Wars, conflicts, human rights

"Since the so-called 'war on terror' from 2001 onwards, there has been a dramatic erosion of international law and human rights," says Kaleck. He is referring to the US response to the terrorist attacks in New York and Washington with the collapse of the World Trade Center towers. The USA had terror suspects taken to a prison camp in Guantanamo, where they were held for years without trial. US soldiers tortured people in Iraq. None of this was punished internationally, says Kaleck.

"Gaza is becoming a test of whether the West is serious about international law and human rights," he says. Even before the most recent Israeli attacks in the Gaza Strip in response to the terrorist attack on October 7, Western countries had remained inactive. "If, like the German government, you advocate that Israel should not have to answer to the International Criminal Court for illegal settlement construction, but only point the finger at those who are far away, in Africa - that no longer works." Such double standards would be rightly denounced in the rest of the world. "In the West, we are digging our own grave by allowing legal principles to erode. If the trust that the law is applied equally to everyone breaks down, it will only be about who is the strongest - militarily. This is very bad for Europe because, among other things, it is economically dependent on reliable trade relations.
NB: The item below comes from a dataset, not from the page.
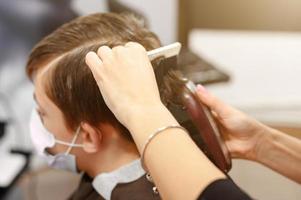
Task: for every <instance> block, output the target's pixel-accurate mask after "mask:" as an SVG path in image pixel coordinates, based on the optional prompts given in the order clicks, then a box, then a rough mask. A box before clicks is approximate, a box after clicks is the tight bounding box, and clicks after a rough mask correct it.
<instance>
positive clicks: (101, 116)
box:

China's approach to human rights

For human rights activists, the biggest threat to human rights comes from China. "They want to undermine the whole concept," says Roth. "That's attractive to dictators." In the UN Human Rights Council, for example, China insists that each country should be allowed to choose its "own path of human rights development", taking into account its cultural heritage and national conditions. "China only wants the gross domestic product to count, the growth of the economy," says Roth. It calls this collective rights, for example to a life without poverty. It has never ratified the Covenant on Civil and Political Rights, which enshrines freedom of expression and assembly.

China is trying to use financial pressure to get countries on its side in votes at the United Nations, says Roth. In 2022, Beijing managed to prevent a debate on a report by the UN Human Rights Office describing the oppression of the Uyghurs and other Muslim minorities in Xinjiang in the Human Rights Council with the votes of others, such as Cuba, Venezuela and Sudan. However, Roth does not believe that the strategy will be successful in the long term. Many countries that benefited from China's money in the Silk Road project and agreed with Beijing in the United Nations are now in a debt trap and are disillusioned.
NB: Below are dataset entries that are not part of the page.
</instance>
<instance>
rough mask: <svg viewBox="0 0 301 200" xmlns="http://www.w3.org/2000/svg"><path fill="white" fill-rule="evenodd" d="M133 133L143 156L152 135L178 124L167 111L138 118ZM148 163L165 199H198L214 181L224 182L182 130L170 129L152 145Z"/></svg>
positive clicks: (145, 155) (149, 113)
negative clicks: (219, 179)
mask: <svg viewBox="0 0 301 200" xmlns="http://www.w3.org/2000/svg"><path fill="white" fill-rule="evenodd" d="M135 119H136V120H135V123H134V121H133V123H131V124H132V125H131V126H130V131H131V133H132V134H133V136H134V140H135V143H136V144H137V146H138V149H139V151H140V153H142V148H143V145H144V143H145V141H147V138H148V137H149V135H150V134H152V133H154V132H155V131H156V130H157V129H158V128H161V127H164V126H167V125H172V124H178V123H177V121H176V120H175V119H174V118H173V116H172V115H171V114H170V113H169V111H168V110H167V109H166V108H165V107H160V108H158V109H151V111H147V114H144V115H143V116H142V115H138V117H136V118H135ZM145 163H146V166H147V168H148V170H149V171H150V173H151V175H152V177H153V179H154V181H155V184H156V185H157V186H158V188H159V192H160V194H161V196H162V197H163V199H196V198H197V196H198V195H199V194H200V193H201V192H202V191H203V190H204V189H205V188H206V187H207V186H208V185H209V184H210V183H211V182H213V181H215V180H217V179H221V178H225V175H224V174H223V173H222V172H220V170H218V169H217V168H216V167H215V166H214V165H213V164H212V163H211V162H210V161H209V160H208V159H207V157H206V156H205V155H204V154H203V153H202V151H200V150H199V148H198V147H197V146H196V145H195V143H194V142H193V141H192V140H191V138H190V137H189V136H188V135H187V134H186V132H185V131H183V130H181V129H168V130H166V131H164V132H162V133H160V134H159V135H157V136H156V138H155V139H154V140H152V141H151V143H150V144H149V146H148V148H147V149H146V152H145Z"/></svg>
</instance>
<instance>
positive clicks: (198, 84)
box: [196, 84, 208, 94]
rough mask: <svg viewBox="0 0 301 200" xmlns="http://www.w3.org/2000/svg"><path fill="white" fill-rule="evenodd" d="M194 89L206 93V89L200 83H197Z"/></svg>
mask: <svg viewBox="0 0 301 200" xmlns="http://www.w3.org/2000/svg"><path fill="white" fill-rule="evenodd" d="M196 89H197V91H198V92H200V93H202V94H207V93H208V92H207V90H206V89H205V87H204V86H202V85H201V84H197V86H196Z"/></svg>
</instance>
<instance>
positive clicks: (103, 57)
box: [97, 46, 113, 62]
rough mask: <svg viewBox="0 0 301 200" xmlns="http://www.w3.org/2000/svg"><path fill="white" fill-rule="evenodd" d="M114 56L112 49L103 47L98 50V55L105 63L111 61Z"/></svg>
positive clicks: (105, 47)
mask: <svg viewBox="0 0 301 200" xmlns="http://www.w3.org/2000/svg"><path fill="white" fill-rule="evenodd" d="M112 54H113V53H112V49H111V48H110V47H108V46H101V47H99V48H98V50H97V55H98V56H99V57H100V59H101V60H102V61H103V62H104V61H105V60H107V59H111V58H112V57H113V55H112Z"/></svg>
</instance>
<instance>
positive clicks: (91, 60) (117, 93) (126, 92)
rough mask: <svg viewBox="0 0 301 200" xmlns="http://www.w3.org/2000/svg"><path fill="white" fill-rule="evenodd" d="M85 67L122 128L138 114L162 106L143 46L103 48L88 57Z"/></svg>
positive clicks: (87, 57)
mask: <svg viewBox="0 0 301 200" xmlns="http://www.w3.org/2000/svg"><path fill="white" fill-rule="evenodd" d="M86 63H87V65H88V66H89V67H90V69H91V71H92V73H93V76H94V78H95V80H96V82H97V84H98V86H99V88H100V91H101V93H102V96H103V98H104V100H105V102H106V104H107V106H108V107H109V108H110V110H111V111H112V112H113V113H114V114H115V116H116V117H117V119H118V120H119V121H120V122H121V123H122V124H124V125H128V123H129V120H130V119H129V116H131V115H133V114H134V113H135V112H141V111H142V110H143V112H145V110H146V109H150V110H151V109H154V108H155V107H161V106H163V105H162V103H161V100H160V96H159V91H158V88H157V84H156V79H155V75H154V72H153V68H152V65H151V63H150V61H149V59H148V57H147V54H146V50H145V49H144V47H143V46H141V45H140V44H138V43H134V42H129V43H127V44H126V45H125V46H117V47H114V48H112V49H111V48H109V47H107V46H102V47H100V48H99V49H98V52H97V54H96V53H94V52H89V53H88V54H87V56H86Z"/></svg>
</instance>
Human rights and migration

"The role of human rights in contemporary societies has changed," says conflict researcher Susanne Buckley-Zistel from Philipp University Marburg to dpa. "In the past, in the 70s and 80s, the focus was on authoritarian regimes, torture, totalitarianism, political prisoners in other countries. Now they are used more to address the situation in their own country."
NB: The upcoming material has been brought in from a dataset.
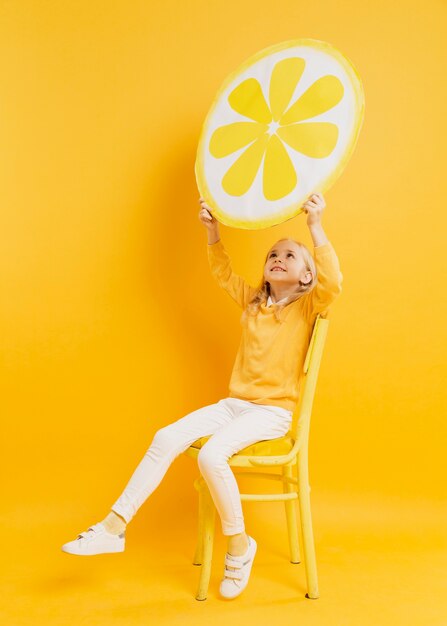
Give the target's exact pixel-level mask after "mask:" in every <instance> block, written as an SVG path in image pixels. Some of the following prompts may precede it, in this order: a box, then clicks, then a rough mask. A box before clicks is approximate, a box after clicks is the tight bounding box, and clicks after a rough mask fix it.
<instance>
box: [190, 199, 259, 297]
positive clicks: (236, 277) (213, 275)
mask: <svg viewBox="0 0 447 626" xmlns="http://www.w3.org/2000/svg"><path fill="white" fill-rule="evenodd" d="M199 202H200V203H201V205H202V208H201V210H200V212H199V219H200V221H201V222H202V223H203V224H204V225H205V226H206V227H207V230H208V246H207V248H208V250H207V253H208V262H209V265H210V269H211V273H212V275H213V276H214V278H215V279H216V280H217V282H218V284H219V285H220V286H221V287H222V288H223V289H225V291H226V292H227V293H228V294H229V295H230V296H231V297H232V298H233V300H234V301H235V302H237V304H238V305H239V306H240V307H242V308H243V309H244V308H245V307H246V306H247V304H248V302H249V301H250V298H251V296H252V294H253V293H254V287H252V286H251V285H249V284H248V283H246V282H245V280H244V279H243V278H242V277H241V276H238V274H235V273H234V272H233V269H232V267H231V260H230V257H229V256H228V253H227V251H226V250H225V247H224V245H223V243H222V240H221V238H220V233H219V222H218V221H217V220H216V218H215V217H214V216H213V215H212V210H211V209H210V207H209V206H208V205H207V204H206V203H205V201H204V200H203V198H200V200H199Z"/></svg>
Buckley-Zistel is investigating the role of human rights in the context of migration in a project with other institutes. "In the migration debate, we are talking about a humanization of human rights," she says. Migrants and the organizations that support them make greater reference to human rights in order to articulate their interests. "This also includes raising awareness among refugees that they can defend themselves in Germany, for example, against human rights violations that have happened to them elsewhere," says Buckley-Zistel. "For example, the world's first trial for state torture in Syria took place in Koblenz in 2020."